Firewall Configurations Can Be Hard To Manage, Sounds Like A Job For Open Source

With PCI and other compliance regulations demanding it, keeping and maintaining firewall rules in good order can be a tall task, but this open source tool will have you "in like Flint"

For many people network security starts and stops with firewalls. The foundational technology of perimeter based security, firewalls have grown more complex and sophisticated over the years. Today keeping your firewall rule set tuned and managing complex firewall configurations is a job often best left to experts. A new open source tool, Flint offers help though.

Flint was developed by Matasano Security, makers of the Playbook enterprise firewall management tool. Over the years as some firewall brands have been discontinued (Cisco PIX for example) and others have come to market (Palo Alto Networks for instance), many organizations find themselves having to manage multiple brands and versions of firewalls. This has led to a new class of security management applications that help with complex firewall management.

Besides Matasano's Playbook, other players in this market are an Israeli based company, Tufin Technology and another company named Secure Passage, makers of the Firemon product. Secure Passage has an interesting community play that I will discuss in a moment, but first Flint.

This first version of Flint offers support for Cisco firewalls only. According to Matasano what Flint does is:

CHECK RULES BEFORE DEPLOYING THEM Flint prevents engineers from making costly mistakes. It takes just moments for Flint to evaluate a ruleset and spot errors. Your team can have it up and running in minutes. Flint is low-drag, no drama.

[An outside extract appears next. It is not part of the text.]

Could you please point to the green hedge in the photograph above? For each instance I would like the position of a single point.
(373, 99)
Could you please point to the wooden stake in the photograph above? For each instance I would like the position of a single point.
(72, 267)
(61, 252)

CLEAN UP RUSTY RULESETS Flint does the hard work of scouring firewall rules for useless crud, saving you time and allowing your team to focus on engineering problems that really matter. Flint can spot redundant and contradictory rules, and Flint makes it easier to spot business-level problems.

COMPREHEND COMPLEX CONFIGURATIONS Flint doesn't just check firewalls for problems. It also fully understands the meanings of configuration lines, and breaks them down for you by service or by interface, so you can see at a glance what any given firewall is doing.

Flint is written in Ruby on Rails and is available to run in a virtual machine along with the source code. You can even rebrand and extend Flint to resell if you would like. Of course in conjunction with Matasano's Playbook you may get more out of it, but Flint still provides lots of value as a stand alone tool.

As I mentioned earlier another company in this space is Secure Passage. SP was spun out from Fishnet Security around the Firemon product that was developed to help Fishnet manage their customers large firewall deployments. It has a ton of functionality and manages across most of the major firewall brands and some other security devices.

Though not an open source tool. Firemon does have an interesting open source like community play. Firemon has open APIs that have allowed both Secure Passage and a number of other developers and customers to write very useful extensions for Firemon.

Secure Passage has now launched their Nexus Firemon community where these extensions are made available for free to other users. Anyone is free to contribute and use the extensions available on Nexus. This is all made possible by the use of open APIs and closely follows what we see in successful open source communities.

Firewall management can be an intimidating and messy exercise, but with open source tools like Flint and open APIs like those in Firemon, you can leverage the open source model to do a better job of it.